What you can do:

·     Stay active. Weight-bearing exercises, including brisk walking, helps strengthen and build bone.

·     Get plenty of calcium. Milk, yogurt and other dairy products are rich in calcium, which is crucial for strong bones. Non-dairy calcium sources include leafy green vegetables and canned sardines with bones. Also ask your doctor if a calcium supplement is right for you.

·     Get more vitamin D. Your body needs vitamin D to absorb calcium and build healthy bones.  Vitamin D food sources include fatty fish such as salmon, mackerel and tuna, egg yolks, cheese and fortified milk, juice and cereal products. Your body also makes vitamin D when you spend time in the sun. Finally, ask your doctor if a vitamin D supplement is right for you.

4. Your muscles need more attention, too.

Age, menopause, and rheumatoid arthritis, especially active rheumatoid arthritis, are associated with decreased muscle mass and worsening of muscle tone, explains Dr. Matteson. “Joint pain can be aggravated by poor muscle tone because of the loss of joint stability, he adds.

What you can do:

·     Get regular exercise. Exercise keeps your muscles strong and helps control weight. That’s important, since one pound of excess weight puts another four pounds of pressure on the joints.

·     Keep control of your RA. “While it is not possible to turn back the clock on aging and its effects, good control of rheumatoid arthritis is associated with better joint and overall function and decreased joint pain,” says Dr. Matteson.

5. Your sex life may need some adjustment.

Menopause-related hormone changes cause vaginal dryness, which can make sex uncomfortable or even painful for some women. Swollen, stiff or painful joints from RA might it even more challenging.   

Medications used to treat RA and comorbid conditions, such as depression, can also zap your sex drive or make it difficult to achieve orgasm.

What you can do:

There are ways to maintain a satisfying sex life. Some suggestions:

·     Use a water-based lubricant like Replens or Liquid Silk to ease vaginal dryness.

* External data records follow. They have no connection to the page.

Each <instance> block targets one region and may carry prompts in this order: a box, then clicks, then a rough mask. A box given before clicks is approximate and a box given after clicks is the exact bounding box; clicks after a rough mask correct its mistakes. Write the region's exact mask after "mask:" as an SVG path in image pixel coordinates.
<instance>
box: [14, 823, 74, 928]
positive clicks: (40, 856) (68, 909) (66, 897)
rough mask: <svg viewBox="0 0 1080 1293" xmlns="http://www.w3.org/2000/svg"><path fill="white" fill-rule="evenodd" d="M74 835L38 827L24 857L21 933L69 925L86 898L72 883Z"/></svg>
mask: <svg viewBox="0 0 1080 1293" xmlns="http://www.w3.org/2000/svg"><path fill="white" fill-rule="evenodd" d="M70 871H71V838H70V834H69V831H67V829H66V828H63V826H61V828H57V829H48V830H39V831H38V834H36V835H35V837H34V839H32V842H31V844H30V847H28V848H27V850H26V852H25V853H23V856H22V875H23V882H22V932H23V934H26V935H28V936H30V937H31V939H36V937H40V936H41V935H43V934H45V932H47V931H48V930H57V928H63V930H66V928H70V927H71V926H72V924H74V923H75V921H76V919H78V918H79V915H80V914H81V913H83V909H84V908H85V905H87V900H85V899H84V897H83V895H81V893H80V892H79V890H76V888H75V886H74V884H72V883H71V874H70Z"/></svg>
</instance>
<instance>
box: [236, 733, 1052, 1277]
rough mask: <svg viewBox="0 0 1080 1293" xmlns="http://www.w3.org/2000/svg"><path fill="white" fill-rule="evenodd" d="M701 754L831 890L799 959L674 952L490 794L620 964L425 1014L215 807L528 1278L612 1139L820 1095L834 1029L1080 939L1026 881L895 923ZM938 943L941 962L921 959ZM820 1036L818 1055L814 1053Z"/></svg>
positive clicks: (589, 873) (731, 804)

·     Ask your doctor about low-dose vaginal estrogen therapy. Prescription vaginal tablets, creams or rings can help relieve dryness and discomfort. Only a little bit of estrogen is absorbed into the bloodstream.

·     Use a pillow to cushion aching joints during sex.  Some online retailers sell special pillows that may create more comfortable sexual positions.

·     Ask your doctor if your medications could affect your libido or cause dryness.

·     Talk to your partner about your concerns. Sometimes a slower approach to intercourse may be helpful.

6. Sleep woes become more common.

Hot flashes, night sweats and insomnia related to menopause can make it tough to get a good night sleep. And too little sleep can exacerbate the pain and fatigue of RA. “Many women in menopause…don’t sleep as well or soundly, so menopause can add to the fatigue already associated with RA,” says Bykerk.

What you can do:

Good control of RA-related inflammation is always important and can help you beat fatigue. “Control of inflammation often improves energy,” says Bykerk.

And, try these tips to help improve your sleep hygiene: 

·     Do not eat a heavy meal before bed.

·     Do not drink caffeinated beverages or alcohol before bed.

·     Do not watch TV in the bedroom.

·     Keep your bedroom comfortably cool, quiet and dark.